The problem I wanted to solve
A customer reached me out to help him building a profitable machine learning model to predict tennis table matches results based on the historical data. After starting the project I have noticed that the challenge was bigger than expected because the data provided, which was collected before using web scraping, was not reliable enough to train a good model.
What is Machine Learning model to predict sports results?
Given that I suggested to split the project into 3 main sprints:
- Collect the data again, but this time using a reliable API.
- Do again all the data transformation and cleaning.
- Deploy a reliable prescriptive model and automize it.
Tech stack
First of all I have chosen Python as the language for the project since python provides many libraries and documentations to support with any challengs during this milestone.
I have developed the project using Google Colab due the facility to share and explain each step to my customers given transparency for him.
The main libraries used were:
- requests
- pandas
- numpy
- sklearn
For data visualization:
- Tableau
The process of building Machine Learning model to predict sports results
For the data collection process I have used the requests library, called the data needed based on the Id of the leagues that my customer wanted to work with. These API calls returned, as expected, json format data that I easily converted to a tabular format using Pandas.
In the end of the data collection I guarantee over 200 thousand of good quality data to develop our predictive model for tennis table matches results.
The problem was solved based on a binary classification machine learning model since each game should has only two possibilities for each player: Win ou Loss.
Challenges I faced
The main challenges faced in this problem was the fact of not have a good quality data in the begining and it taken some days from me before realize that.

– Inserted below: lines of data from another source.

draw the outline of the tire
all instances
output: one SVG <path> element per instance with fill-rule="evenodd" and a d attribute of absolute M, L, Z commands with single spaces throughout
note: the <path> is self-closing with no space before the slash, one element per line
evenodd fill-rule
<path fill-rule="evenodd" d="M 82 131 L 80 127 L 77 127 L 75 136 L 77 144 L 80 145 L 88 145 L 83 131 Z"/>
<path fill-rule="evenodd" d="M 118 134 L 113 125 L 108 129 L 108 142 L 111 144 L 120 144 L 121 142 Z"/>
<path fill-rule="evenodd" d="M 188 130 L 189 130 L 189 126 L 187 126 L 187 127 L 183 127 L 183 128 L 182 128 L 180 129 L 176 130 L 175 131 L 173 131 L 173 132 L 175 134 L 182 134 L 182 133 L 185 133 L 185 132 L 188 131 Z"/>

Another good challenge that I have faced was that I could not evaluate the model normally as a classification problem using main metrics such as accuraccy, ROI curve, precision and recall.

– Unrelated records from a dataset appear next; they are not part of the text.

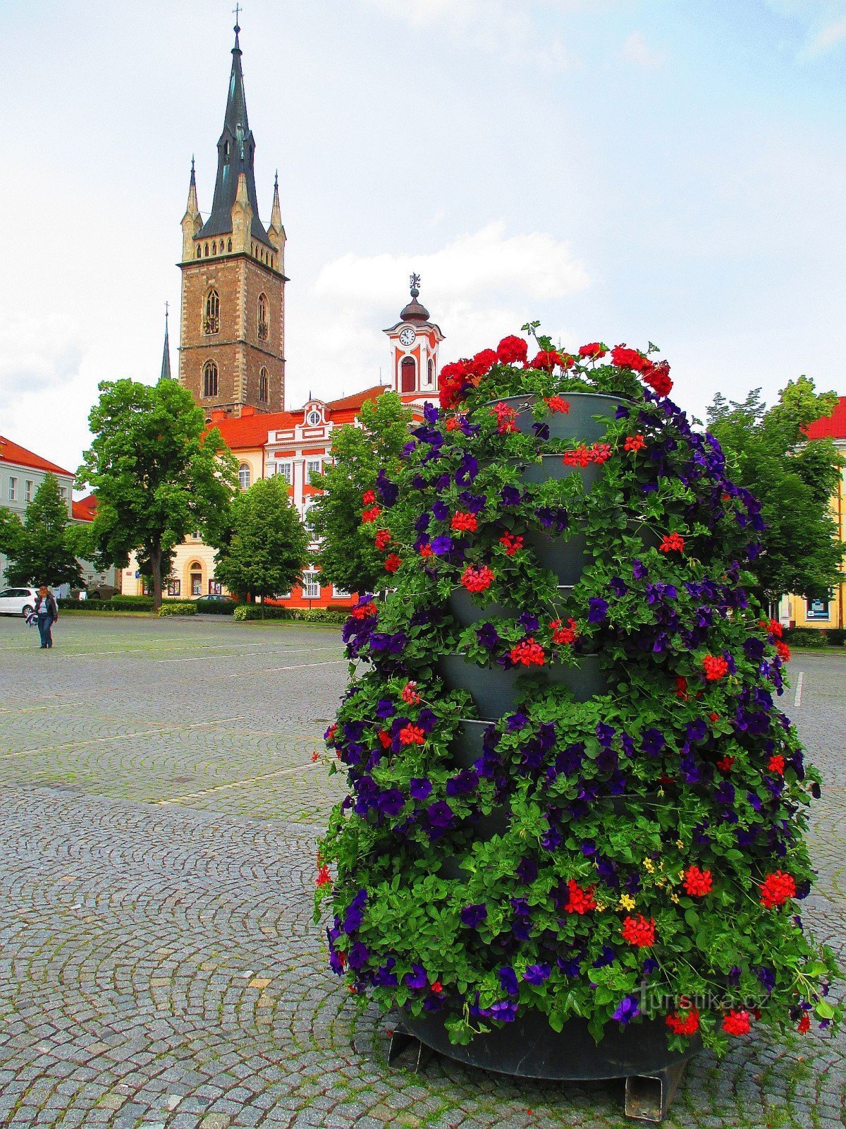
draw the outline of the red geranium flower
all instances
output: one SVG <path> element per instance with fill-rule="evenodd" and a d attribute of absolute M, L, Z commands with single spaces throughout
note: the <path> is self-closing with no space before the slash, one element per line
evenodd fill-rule
<path fill-rule="evenodd" d="M 567 627 L 562 627 L 561 620 L 553 620 L 549 630 L 553 633 L 553 642 L 575 642 L 578 623 L 574 619 L 567 620 Z"/>
<path fill-rule="evenodd" d="M 689 866 L 685 870 L 685 890 L 691 898 L 704 898 L 711 893 L 713 885 L 711 870 L 700 870 L 698 866 Z"/>
<path fill-rule="evenodd" d="M 588 886 L 587 890 L 582 890 L 575 878 L 571 878 L 567 883 L 570 901 L 564 907 L 567 913 L 587 913 L 588 910 L 594 910 L 597 908 L 597 902 L 593 898 L 596 889 L 596 886 Z"/>
<path fill-rule="evenodd" d="M 676 1012 L 668 1015 L 664 1022 L 675 1035 L 693 1035 L 699 1030 L 699 1012 L 695 1007 L 684 1014 Z"/>
<path fill-rule="evenodd" d="M 476 515 L 465 514 L 462 510 L 453 514 L 452 520 L 449 524 L 451 530 L 456 530 L 459 533 L 475 533 L 478 528 L 478 519 Z"/>
<path fill-rule="evenodd" d="M 685 551 L 685 539 L 680 536 L 678 533 L 664 534 L 661 544 L 658 546 L 658 549 L 659 552 L 662 553 L 671 553 L 671 552 L 682 553 Z"/>
<path fill-rule="evenodd" d="M 646 920 L 643 913 L 638 913 L 636 918 L 626 917 L 623 922 L 623 939 L 628 942 L 629 945 L 636 945 L 638 948 L 649 948 L 651 945 L 654 945 L 654 918 Z"/>
<path fill-rule="evenodd" d="M 503 338 L 496 347 L 497 360 L 501 360 L 503 365 L 513 365 L 514 361 L 526 360 L 528 352 L 529 347 L 522 338 Z"/>
<path fill-rule="evenodd" d="M 590 344 L 582 345 L 579 350 L 579 356 L 587 357 L 589 360 L 599 360 L 607 352 L 608 350 L 601 341 L 591 341 Z"/>
<path fill-rule="evenodd" d="M 702 665 L 705 667 L 705 677 L 708 682 L 716 682 L 729 673 L 729 664 L 722 655 L 706 655 Z"/>
<path fill-rule="evenodd" d="M 726 1016 L 723 1016 L 723 1031 L 728 1035 L 748 1035 L 749 1013 L 746 1010 L 729 1012 Z"/>
<path fill-rule="evenodd" d="M 461 574 L 461 584 L 468 592 L 486 592 L 494 581 L 487 564 L 468 564 Z"/>
<path fill-rule="evenodd" d="M 422 745 L 426 735 L 418 725 L 404 725 L 399 730 L 399 741 L 404 745 Z"/>
<path fill-rule="evenodd" d="M 543 666 L 546 663 L 546 653 L 539 642 L 535 642 L 534 637 L 521 640 L 509 651 L 511 662 L 517 666 Z"/>
<path fill-rule="evenodd" d="M 793 875 L 785 874 L 784 870 L 768 874 L 760 884 L 760 903 L 767 910 L 784 905 L 788 898 L 795 896 L 796 883 L 793 881 Z"/>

The main metric which indicated the success of the model was RoI (Return of Investiment) in a long term based.
Key learnings
However it helped me to understand some project can not be solved using known and most used metrics in many machine learning problems.
Tips and advice
This project also helped me to know all the steps of a data science project since data collection to model deployment and assistance to our customers. This is so important for any data professional who wants to have a good perspective about a data science project. You should consider solving a relevant problem just not taking care about building model, but also working on the data collection, fully imersion into the problem and customer needs to treat and transform the data in order to have good results to present.
Final thoughts and next steps
Now I am exploring the Image Classification world coursing the Deep Learning Specialization by Andrew Ng from Coursera which a highly recommend it and expect to use these new skills to provide solutions in deep learning problems to my customers.